The use of a stereoscopic image display on a monitor is, of course, advantageous since a feeling for the depth of the object being displayed is obtained which enhances the knowledge obtained by the viewer from the image displayed. Such displays, however, have typically been difficult to obtain.
Current digital stereoscopic display systems are based on individual selection devices which direct a different view of the same three dimensional object to the left eye than to the right eye. Using this technique, several commercial systems have been based on a time-multiplex technique in which left and right video images are presented sequentially. Observers view the alternate left and right images through electro-optical or mechanical shuttering devices synchronized to the alternation of left and right video images. These systems have been based upon standard commercial CRT monitors which refresh the screen at 60 Hz, non-interlaced.
A screen refreshed at the standard 60 Hz conventional time multiplexed rate, however, results in a perceived noticeable flicker to the eye of an observer because the number of screen refreshes per second is reduced from 60 to 30 per eye since two images are being viewed.
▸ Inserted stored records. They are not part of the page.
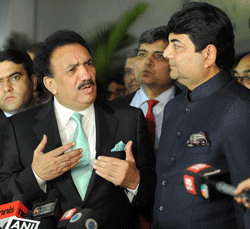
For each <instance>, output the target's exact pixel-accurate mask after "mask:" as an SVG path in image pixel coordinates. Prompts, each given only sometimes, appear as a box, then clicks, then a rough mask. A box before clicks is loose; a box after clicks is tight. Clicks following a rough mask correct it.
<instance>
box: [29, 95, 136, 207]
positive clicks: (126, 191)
mask: <svg viewBox="0 0 250 229" xmlns="http://www.w3.org/2000/svg"><path fill="white" fill-rule="evenodd" d="M54 108H55V116H56V121H57V125H58V130H59V135H60V138H61V142H62V145H65V144H67V143H69V142H72V139H73V135H74V131H75V128H76V123H75V122H74V121H73V120H72V119H71V116H72V114H73V113H74V112H75V111H73V110H70V109H68V108H66V107H64V106H62V105H61V104H60V103H59V102H58V101H57V99H56V98H55V97H54ZM79 113H80V114H82V115H83V116H82V127H83V130H84V132H85V134H86V135H87V138H88V143H89V151H90V159H91V161H92V162H93V160H94V159H95V157H96V125H95V110H94V104H92V105H90V106H89V107H88V108H86V109H85V110H83V111H79ZM48 141H49V139H48ZM70 150H71V149H70ZM70 150H68V151H70ZM92 166H93V163H92ZM33 172H34V170H33ZM34 174H35V177H36V179H37V182H38V184H39V185H40V187H41V189H42V190H43V191H44V192H46V189H47V187H46V186H47V185H46V181H43V180H41V179H40V178H39V177H38V176H37V175H36V173H35V172H34ZM138 186H139V185H138ZM138 186H137V188H136V189H135V190H131V189H126V190H125V193H126V194H127V196H128V198H129V200H130V202H132V200H133V197H134V195H136V194H137V192H138Z"/></svg>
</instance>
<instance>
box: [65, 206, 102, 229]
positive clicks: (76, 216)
mask: <svg viewBox="0 0 250 229" xmlns="http://www.w3.org/2000/svg"><path fill="white" fill-rule="evenodd" d="M98 227H99V228H100V219H99V216H98V214H97V213H96V212H95V211H93V210H92V209H89V208H85V209H83V210H81V211H80V212H78V213H76V214H74V215H73V217H72V218H71V219H70V220H69V224H68V226H67V229H83V228H87V229H97V228H98Z"/></svg>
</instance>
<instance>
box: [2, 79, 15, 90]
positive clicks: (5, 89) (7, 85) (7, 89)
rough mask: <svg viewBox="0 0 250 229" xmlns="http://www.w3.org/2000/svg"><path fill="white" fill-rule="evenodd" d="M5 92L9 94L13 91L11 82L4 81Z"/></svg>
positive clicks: (4, 89)
mask: <svg viewBox="0 0 250 229" xmlns="http://www.w3.org/2000/svg"><path fill="white" fill-rule="evenodd" d="M3 90H4V92H9V91H12V90H13V88H12V84H11V82H10V81H9V80H4V81H3Z"/></svg>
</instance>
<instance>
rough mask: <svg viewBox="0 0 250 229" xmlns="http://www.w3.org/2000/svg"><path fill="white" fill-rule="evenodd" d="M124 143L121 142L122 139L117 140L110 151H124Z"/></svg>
mask: <svg viewBox="0 0 250 229" xmlns="http://www.w3.org/2000/svg"><path fill="white" fill-rule="evenodd" d="M125 146H126V145H125V144H124V143H123V141H120V142H118V143H117V144H116V145H115V147H114V148H113V149H112V150H111V152H114V151H124V150H125Z"/></svg>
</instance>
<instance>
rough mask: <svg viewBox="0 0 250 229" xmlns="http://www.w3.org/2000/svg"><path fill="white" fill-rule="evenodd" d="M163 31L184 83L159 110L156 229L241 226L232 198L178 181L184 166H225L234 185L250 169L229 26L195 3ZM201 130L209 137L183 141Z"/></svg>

An image that is perceived to be flicker-free is required to be refreshed at a rate of approximately 50 per second.
One attempt to overcome the flicker problem with stereoscopic imaging was to reduce the number of lines making up each of the left and right hand images by a factor of two. The two reduced resolution images were stored sequentially in a frame memory. A controller inserted an extra vertical sync pulse midway between each pair of vertical sync pulses in the sync output of the display controller. The modified sync signal was used to drive the monitor which had its vertical deflect circuitry modified to cover the active area of the screen in 1/120 sec. rather than 1/60 sec. The net effect was to alternate between half resolution right and left images at 120 Hz. Each time the display controller's frame memory was scanned, the screen was refreshed twice, once with the left image and once with the right. Flicker free imaging was, therefore, obtained with commercially available and conventional hardware. The division of a standard NTSC refresh field into two equal subfields results in the display of the left image on the even lines of the monitors viewing surface. The right image is displayed on the odd monitor lines. Since only half the resolution of the monitor is available for the display of each image, this result is less than satisfactory. Reference is made, in this regard, to the article entitled "A Flicker-Free Field-Sequential Stereoscopic Video System" by Lipton and Meyer, SMPTE Journal, Nov. 1984.